Friday, February 17, 2012

World Economic Forum: “shift in mentality”

From Davos to Dystopia
January 2012 - Not long ago the World Economic Forum (WEF) found itself in the sights of the global economic justice movement. At the turn of the last century, before anyone was “occupying” public spaces in protest at the growing inequalities between the top strata of society and the rest, a broad global coalition of environment, development, and peace activists were targeting the public meetings of major institutions such as the WTO, the IMF, and the G8. In September 2000, activists shut down the opening of the WEF’s Asia-Pacific Summit in Melbourne, Australia in protest against an unrepresentative and unaccountable elite gathering to set the economic agenda for the year in a region marked by enormously uneven income distribution.

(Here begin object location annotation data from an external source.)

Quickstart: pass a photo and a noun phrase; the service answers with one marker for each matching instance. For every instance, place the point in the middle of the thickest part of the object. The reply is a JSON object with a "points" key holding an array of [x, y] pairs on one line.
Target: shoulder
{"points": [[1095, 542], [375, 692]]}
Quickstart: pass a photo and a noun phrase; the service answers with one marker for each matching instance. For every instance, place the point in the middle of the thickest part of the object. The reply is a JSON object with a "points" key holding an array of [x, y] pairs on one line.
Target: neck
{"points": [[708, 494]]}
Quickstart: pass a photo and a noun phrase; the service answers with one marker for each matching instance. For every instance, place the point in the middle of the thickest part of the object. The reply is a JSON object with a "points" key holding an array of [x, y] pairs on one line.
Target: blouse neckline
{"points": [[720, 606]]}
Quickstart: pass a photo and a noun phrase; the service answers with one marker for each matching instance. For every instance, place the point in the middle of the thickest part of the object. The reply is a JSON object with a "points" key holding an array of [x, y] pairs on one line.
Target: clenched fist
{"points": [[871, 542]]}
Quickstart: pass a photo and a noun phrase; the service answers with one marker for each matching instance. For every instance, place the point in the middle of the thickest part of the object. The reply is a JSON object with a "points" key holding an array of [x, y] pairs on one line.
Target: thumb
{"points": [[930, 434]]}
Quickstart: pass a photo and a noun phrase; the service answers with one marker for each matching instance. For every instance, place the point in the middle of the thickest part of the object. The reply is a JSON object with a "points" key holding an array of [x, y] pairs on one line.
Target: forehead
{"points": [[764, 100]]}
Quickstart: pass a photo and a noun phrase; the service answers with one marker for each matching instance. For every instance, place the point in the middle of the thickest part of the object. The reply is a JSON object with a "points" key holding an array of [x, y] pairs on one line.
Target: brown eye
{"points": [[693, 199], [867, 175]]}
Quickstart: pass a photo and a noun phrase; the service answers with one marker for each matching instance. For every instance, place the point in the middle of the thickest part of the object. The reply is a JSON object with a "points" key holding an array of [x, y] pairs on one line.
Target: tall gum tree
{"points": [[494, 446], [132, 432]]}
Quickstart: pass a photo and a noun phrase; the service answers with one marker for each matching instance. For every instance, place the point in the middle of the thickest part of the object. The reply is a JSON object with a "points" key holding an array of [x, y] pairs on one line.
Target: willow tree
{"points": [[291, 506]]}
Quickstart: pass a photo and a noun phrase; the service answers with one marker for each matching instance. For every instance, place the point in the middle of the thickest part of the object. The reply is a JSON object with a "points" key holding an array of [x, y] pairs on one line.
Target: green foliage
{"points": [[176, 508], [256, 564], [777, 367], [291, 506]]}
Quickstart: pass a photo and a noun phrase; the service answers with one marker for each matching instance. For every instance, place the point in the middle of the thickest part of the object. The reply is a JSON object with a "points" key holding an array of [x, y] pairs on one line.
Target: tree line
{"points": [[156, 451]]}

A mere 12 years later, in an intriguing reversal, the WEF has released a new report calling for a “shift in mentality” to address a looming crisis typified by rebellion, protest, and political violence, sparked by inequality and marginalisation across the world. The seventh edition of the organization’s Global Risks report highlights the increasing importance of marginalization as a security issue over the coming decades. It describes the “seeds of dystopia” threatening both social and political stability across the world.

“As the world grows increasingly complex and interdependent, the capacity to manage the systems that underpin our prosperity and safety is diminishing,” the report declares. This conclusion presents perhaps the most radical call to arms from what would normally be considered a key player of the global political “establishment”.

After decades of entrenched poverty, massive debt and struggling against an unfair global trading system, those who languish on the margins of the global community are in revolt. Yet our existing frameworks and reference points for building a response to this sort of global insecurity provide little assistance. To put it simply, Washington, Brussels, even Beijing and New Delhi have been caught off guard. The time for some radical thinking is upon us. That such calls are now coming from one of the engine rooms of neoliberal economics is a sign that we may be reaching a tipping point.